Given the primary role of states in financing, regulation and quality assurance for mental health care, their administrators and policymakers rely increasingly on administrative data bases for monitoring treatment encounters, evaluating programs and assessing whether care patterns are consistent with unfolding priorities. With limited resources and demands for urgent and immediate responses, states typically have difficulty conducting extensive analyses and use readily available data. Compromises are made in methodology necessitated by the need for ready answers. The specific aims of this research were to merge Medicaid claims data on mental health services utilization with data on services use in state-operated mental institutions and outpatient programs over a five year period to create a comprehensive, integrative database. Analyses examined linkage rates to outpatient care after a hospital discharge and rehospitalization rates using Medicaid data alone and compared them with the rates obtained with the merged database. Logistic regression models and survival analyses compared the results of the predictors of linkage and rehospitalization across the two databases. The analyses evaluate the extent to which policy conclusions might have been different had Medicaid files been used alone in contrast to the comprehensive database. The merged data enrich our understanding of the interconnections between Medicaid reimbursed services and other non-Medicaid, publicly supported services. To understand the various risk factors determining patient flow and continuity and to provide benchmarks against which policymakers can evaluate the impact of managed care require the creation of databases that previously have been difficult to develop.

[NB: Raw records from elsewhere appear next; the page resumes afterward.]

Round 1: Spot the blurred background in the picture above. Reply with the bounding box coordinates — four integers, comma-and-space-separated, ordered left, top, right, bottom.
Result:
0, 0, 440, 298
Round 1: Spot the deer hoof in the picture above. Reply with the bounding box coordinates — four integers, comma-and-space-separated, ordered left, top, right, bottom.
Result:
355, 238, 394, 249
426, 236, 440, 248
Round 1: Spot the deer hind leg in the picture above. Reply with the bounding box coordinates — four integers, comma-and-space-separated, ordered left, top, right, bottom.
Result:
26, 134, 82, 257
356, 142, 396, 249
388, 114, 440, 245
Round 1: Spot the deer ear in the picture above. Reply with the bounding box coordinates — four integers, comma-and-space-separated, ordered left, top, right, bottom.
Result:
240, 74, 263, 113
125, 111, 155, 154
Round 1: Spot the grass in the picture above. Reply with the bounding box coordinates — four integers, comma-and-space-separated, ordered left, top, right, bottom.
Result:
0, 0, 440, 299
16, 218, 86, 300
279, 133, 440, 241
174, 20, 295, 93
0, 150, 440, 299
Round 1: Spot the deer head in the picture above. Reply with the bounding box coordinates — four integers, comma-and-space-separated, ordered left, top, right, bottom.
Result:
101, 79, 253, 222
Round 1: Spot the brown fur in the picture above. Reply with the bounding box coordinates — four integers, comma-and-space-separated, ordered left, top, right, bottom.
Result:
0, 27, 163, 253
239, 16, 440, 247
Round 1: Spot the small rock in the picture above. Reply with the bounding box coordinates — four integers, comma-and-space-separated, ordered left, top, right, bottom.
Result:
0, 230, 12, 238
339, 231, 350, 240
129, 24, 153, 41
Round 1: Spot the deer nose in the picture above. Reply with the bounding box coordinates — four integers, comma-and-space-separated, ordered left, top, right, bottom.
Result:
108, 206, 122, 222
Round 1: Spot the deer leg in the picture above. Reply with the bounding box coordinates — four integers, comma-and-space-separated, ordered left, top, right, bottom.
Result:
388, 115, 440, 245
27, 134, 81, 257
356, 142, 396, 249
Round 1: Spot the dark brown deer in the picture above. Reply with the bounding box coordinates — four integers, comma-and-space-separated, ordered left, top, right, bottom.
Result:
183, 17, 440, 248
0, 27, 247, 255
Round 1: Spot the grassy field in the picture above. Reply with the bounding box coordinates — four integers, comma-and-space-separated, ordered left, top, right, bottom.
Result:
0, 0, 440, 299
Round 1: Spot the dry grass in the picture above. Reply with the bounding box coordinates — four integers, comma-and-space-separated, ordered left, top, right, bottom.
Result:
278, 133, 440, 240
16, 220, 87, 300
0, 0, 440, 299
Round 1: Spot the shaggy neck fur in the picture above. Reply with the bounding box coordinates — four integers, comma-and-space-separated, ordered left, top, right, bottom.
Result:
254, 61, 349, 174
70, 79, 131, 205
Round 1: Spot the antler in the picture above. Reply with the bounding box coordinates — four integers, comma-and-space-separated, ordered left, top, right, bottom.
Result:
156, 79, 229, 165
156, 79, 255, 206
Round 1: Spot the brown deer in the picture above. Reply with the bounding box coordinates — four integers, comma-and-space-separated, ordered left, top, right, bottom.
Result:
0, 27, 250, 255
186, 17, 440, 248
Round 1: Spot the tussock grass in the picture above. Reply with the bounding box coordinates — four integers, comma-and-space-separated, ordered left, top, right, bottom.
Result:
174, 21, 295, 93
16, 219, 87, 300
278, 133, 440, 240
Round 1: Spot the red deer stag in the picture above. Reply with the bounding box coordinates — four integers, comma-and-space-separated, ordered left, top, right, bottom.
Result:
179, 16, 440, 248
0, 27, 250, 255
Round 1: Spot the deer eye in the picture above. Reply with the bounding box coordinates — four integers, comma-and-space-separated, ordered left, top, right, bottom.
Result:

Learning Objectives: 1. Describe the policy and conceptual significance of using a comprehensive and integrative data base for measuring the use of mental health services by the most disadvantaged and disabled mentally ill. 2. Recognize the interconnections between Medicaid reimbursed services and other non-Medicaid, publicly financed services. 3. Identify the three major limitations of using Medicaid claims data alone in measuring mental health services utilization.

Keywords: Medicaid, Mental Health System

Presenting author's disclosure statement:
Organization/institution whose products or services will be discussed: None
I do not have any significant financial interest/arrangement or affiliation with any organization/institution whose products or services are being discussed in this session.